INTEGRATION 29.04.2015

Jeder 5. Beschäftigte hat Migrationshintergrund

© istockphoto.com
Rund 20 Prozent der Beschäftigten in Österreich haben einen Migrationshintergrund.


Wie würde Österreich ohne Zuwanderer aussehen? Die Antwort dürfte einigen Leuten im Land nicht gefallen, schließlich spielen Menschen mit Migrationshintergrund heute eine nicht mehr wegzudenkende Rolle in Österreichs Wirtschaft und Gesellschaft.
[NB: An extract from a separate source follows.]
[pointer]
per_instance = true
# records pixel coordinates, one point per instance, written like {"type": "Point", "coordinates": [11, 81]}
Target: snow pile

So hat mittlerweile jeder fünfte Beschäftigte in den heimischen Betrieben einen sogenannten Migrationshintergrund. Rechtzeitig zum Tag der Arbeit am 1. Mai präsentiert der Österreichische Integrationsfonds (ÖIF) aktuelle Zahlen zu Migrantinnen und Migranten am österreichischen Arbeitsmarkt.

Ein Viertel unter ihren Qualifikationen beschäftigt

Von den 4.112.800 beschäftigten Personen in Österreich wiesen 2014 rund 20 Prozent einen Migrationshintergrund auf. Gleichzeitig gibt mehr als ein Viertel der im Ausland geborenen Beschäftigten an, in Österreich nicht entsprechend ihrer Ausbildung beschäftigt zu sein. Bei den Österreichern liegt dieser Wert bei rund 10 Prozent. 

Arbeitnehmerinnen und Arbeiter mit Migrationshintergrund sind am häufigsten in den Branchen Sachgütererzeugung (16 Prozent), Handel (15 Prozent) sowie Bauwirtschaft und Tourismus (je 12 Prozent) beschäftigt. Sie sind deshalb auch häufiger von belastenden Faktoren wie Schicht-, Wechsel- oder Turnusdienst betroffen. Im Vergleich zu Erwerbstätigen ohne Migrationshintergrund sind Zuwanderer  in Österreich fast drei Mal so häufig als Leiharbeiter beschäftigt.